What can you write about when nothing comes through your head? But I really want to write about something. It makes me feel better, free and productive. I woke up this morning, made my coffee, had breakfast, turned the music loud and started to jump through the house as a 5-6 year-old child. I certainly woke up many people because of the tune, but I minded my own business. I didn’t have too much time for myself, but I did what I wanted by myself, my husband had already left for training. I was thinking about starting to pack up the luggage, but the empty suitcases were making me feel uncomfortable and they seemed to call me “fill us up, fill us up”. I postponed it. I got dressed, took my notebooks and pens and left for the classes. I feel like being in the 12th grade again, when I was playing out time to get to the private classes and I was always counting the stairs until I arrived. I was ringing the door bell and I was praying deeply that the teacher should not hear the door bell and so I could leave. But I was having bad luck all the time, the door was opening all the time and I was sitting down on the chair gloomy, hearing the ticking of the clock on the wall. These were the longest 2 hours from the high-school period. Now I feel like laughing about it when I remember the stupid reasons I was finding to get rid of the Monday private lesson. I was having the feeling that the teacher believed me when I was telling her I was feeling bad, that I had forgotten the key or I don’t know what other reasons. But now I do it for pleasure and it’s my own wish. Although I studied French for a long time and I lived in Paris for one month, being enrolled in a program, now I want to do some advance studies and learnt it fluently. At least 4 lessons during the week, no matter if they in Constanta or in Bucharest. Because my ambition knows no boundaries, at least at this age, I started going to the gym too. I have a special trainer. She makes me love sport and to get to work on it. Even if I get exhausted in there, I feel happy. I eat regularly and healthy. I removed bread almost for good for a few days, I don’t drink any juice and I even fight to give up sugar. I searched for Yoga classes, but, unfortunately, there are none at the sea shore. It’s all right, I will find something else to do. The most important thing is to do something, for my mental health and for my body. The more I keep my mind busy with something, the more I become more productive.

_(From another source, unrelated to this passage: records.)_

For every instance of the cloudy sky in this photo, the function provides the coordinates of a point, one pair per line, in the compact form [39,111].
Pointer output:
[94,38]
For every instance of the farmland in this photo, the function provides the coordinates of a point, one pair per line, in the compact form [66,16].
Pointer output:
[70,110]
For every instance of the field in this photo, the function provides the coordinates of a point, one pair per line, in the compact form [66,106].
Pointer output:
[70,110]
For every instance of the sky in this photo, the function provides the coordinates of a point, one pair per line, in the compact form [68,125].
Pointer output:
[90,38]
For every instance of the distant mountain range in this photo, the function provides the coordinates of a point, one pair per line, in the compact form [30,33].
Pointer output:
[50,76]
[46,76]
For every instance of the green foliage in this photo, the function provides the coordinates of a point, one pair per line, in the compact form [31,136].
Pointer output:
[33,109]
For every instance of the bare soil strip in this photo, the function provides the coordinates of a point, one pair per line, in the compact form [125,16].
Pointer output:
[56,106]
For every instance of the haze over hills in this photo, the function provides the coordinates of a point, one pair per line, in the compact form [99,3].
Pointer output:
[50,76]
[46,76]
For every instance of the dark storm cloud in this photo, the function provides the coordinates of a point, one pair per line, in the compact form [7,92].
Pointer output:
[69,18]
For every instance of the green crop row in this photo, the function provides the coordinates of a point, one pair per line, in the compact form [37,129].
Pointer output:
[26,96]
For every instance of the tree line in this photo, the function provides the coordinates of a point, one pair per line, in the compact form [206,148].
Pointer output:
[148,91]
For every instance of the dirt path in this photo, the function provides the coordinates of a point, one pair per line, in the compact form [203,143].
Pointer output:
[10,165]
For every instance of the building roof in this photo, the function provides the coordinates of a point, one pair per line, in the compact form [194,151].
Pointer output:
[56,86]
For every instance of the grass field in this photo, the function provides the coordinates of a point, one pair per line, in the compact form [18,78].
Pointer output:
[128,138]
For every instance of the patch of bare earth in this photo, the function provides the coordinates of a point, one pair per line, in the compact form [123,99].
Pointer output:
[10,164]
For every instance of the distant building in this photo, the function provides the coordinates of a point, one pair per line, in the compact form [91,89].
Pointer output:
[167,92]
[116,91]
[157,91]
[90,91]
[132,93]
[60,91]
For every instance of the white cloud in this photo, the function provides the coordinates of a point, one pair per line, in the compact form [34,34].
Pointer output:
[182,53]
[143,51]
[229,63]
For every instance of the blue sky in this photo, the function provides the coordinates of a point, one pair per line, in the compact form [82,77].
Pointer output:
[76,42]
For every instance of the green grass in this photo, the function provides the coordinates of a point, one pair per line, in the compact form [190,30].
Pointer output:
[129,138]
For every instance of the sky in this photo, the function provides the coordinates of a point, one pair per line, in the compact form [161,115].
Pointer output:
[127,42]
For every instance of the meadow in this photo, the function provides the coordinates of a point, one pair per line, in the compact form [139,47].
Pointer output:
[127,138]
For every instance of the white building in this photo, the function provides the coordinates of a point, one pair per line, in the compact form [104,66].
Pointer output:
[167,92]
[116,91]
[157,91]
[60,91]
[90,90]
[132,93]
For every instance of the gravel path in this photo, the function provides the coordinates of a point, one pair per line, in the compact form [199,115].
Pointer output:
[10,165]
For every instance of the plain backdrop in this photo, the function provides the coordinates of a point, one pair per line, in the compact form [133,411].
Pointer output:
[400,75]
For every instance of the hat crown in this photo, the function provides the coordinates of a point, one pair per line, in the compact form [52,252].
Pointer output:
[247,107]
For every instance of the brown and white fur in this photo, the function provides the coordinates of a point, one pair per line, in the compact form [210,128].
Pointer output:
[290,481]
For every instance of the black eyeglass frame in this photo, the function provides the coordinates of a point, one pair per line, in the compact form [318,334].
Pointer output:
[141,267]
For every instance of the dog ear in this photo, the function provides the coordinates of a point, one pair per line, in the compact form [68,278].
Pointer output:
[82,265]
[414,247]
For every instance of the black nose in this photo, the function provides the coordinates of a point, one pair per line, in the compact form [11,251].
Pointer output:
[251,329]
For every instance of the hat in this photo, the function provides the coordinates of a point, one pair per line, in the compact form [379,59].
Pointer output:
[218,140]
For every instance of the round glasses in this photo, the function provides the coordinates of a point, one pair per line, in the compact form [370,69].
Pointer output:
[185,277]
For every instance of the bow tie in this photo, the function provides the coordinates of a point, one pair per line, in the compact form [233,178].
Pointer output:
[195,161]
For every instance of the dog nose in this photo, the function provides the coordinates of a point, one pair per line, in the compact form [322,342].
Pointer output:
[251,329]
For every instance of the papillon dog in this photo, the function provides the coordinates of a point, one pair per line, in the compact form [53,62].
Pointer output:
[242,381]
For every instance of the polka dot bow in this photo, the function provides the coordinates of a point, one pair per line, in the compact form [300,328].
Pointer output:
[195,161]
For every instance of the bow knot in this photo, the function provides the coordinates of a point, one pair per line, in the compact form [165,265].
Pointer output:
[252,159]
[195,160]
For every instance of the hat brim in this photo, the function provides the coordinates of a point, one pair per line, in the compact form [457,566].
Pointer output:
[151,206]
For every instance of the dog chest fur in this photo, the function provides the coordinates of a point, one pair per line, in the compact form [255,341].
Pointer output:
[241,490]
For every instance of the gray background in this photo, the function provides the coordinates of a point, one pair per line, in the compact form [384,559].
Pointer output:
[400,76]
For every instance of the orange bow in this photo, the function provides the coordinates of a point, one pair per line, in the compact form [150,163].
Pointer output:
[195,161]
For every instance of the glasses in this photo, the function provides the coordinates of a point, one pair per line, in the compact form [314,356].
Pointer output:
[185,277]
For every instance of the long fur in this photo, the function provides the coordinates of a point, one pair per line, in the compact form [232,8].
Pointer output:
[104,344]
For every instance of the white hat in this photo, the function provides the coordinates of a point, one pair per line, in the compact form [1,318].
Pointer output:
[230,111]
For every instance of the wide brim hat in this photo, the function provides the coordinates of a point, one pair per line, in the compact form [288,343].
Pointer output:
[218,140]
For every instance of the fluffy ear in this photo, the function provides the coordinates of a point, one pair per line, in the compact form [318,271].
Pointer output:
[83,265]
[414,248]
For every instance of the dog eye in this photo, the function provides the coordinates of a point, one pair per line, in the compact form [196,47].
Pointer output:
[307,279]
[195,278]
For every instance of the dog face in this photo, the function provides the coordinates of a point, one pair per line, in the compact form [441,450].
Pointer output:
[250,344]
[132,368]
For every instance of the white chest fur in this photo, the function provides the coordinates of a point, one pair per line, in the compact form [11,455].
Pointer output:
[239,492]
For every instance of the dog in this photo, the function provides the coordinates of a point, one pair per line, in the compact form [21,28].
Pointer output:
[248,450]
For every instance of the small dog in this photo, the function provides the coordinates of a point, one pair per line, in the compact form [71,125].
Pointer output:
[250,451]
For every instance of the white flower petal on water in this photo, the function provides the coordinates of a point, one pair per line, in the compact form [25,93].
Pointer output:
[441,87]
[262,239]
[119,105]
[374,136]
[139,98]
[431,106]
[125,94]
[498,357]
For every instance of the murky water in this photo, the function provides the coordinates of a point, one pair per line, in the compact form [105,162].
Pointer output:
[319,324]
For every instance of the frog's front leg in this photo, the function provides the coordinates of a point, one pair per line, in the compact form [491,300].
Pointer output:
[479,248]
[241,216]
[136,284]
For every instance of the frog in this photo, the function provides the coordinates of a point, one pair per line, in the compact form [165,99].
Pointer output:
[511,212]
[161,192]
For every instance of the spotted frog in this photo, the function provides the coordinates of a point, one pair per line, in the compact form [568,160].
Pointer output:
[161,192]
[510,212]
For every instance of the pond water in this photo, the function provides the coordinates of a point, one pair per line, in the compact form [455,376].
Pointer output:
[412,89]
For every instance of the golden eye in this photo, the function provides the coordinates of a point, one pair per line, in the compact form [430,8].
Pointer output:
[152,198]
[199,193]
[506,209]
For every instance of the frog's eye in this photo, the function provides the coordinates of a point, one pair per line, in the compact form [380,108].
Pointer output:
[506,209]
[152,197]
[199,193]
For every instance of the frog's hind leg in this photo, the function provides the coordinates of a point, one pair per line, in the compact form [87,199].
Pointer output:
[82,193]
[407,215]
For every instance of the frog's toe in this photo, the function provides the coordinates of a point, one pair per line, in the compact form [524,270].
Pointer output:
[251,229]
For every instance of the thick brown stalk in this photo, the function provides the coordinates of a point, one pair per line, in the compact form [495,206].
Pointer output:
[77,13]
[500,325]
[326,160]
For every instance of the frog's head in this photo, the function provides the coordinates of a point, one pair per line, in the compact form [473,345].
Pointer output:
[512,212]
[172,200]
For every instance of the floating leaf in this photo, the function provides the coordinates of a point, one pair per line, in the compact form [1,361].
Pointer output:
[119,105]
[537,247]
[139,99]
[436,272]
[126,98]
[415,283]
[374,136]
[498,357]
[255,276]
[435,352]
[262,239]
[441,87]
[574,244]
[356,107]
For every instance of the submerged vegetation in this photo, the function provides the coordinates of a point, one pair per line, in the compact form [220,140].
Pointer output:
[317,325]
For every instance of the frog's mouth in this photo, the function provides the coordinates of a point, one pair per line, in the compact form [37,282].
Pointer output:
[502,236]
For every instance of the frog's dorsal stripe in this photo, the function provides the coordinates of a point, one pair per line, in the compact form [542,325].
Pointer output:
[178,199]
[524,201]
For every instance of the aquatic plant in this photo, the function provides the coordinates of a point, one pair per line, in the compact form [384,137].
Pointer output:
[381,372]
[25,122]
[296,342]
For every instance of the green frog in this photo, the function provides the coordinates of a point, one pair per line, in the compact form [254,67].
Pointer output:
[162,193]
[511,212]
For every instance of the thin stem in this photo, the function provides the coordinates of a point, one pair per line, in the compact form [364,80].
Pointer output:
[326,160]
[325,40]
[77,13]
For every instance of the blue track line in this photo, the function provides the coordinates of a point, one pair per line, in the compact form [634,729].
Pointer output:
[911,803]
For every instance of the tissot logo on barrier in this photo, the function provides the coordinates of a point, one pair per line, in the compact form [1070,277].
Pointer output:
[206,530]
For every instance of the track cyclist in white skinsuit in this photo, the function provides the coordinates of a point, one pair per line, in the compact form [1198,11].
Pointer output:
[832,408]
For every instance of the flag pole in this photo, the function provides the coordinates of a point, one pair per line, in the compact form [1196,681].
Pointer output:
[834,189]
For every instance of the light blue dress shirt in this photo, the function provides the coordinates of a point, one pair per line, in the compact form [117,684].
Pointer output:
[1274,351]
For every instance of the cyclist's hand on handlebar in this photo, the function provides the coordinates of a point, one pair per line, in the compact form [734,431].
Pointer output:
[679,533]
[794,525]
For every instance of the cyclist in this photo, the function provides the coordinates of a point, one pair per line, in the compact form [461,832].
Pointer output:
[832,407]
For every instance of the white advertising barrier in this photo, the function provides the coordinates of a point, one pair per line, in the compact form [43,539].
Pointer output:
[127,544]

Now I get ready to leave to Urziceni, the fantastic Romanian little city. But I am glad to do it, because I have the chance to spend my time with my dear friends (who have left a few), to play tennis and to enjoy the sun and the pool in peace. It looks to me that I miss those ugly eye-sights I get sometimes. Or perhaps I am wrong and I have become paranoid and ignorant. But I feel stronger, which seems weird and impossible to explain.
Well, I really have to get the luggage ready, they are already crying and miss me. They haven’t travelled for quite a long time.
Kiss you all and wish you a wonderful weekend!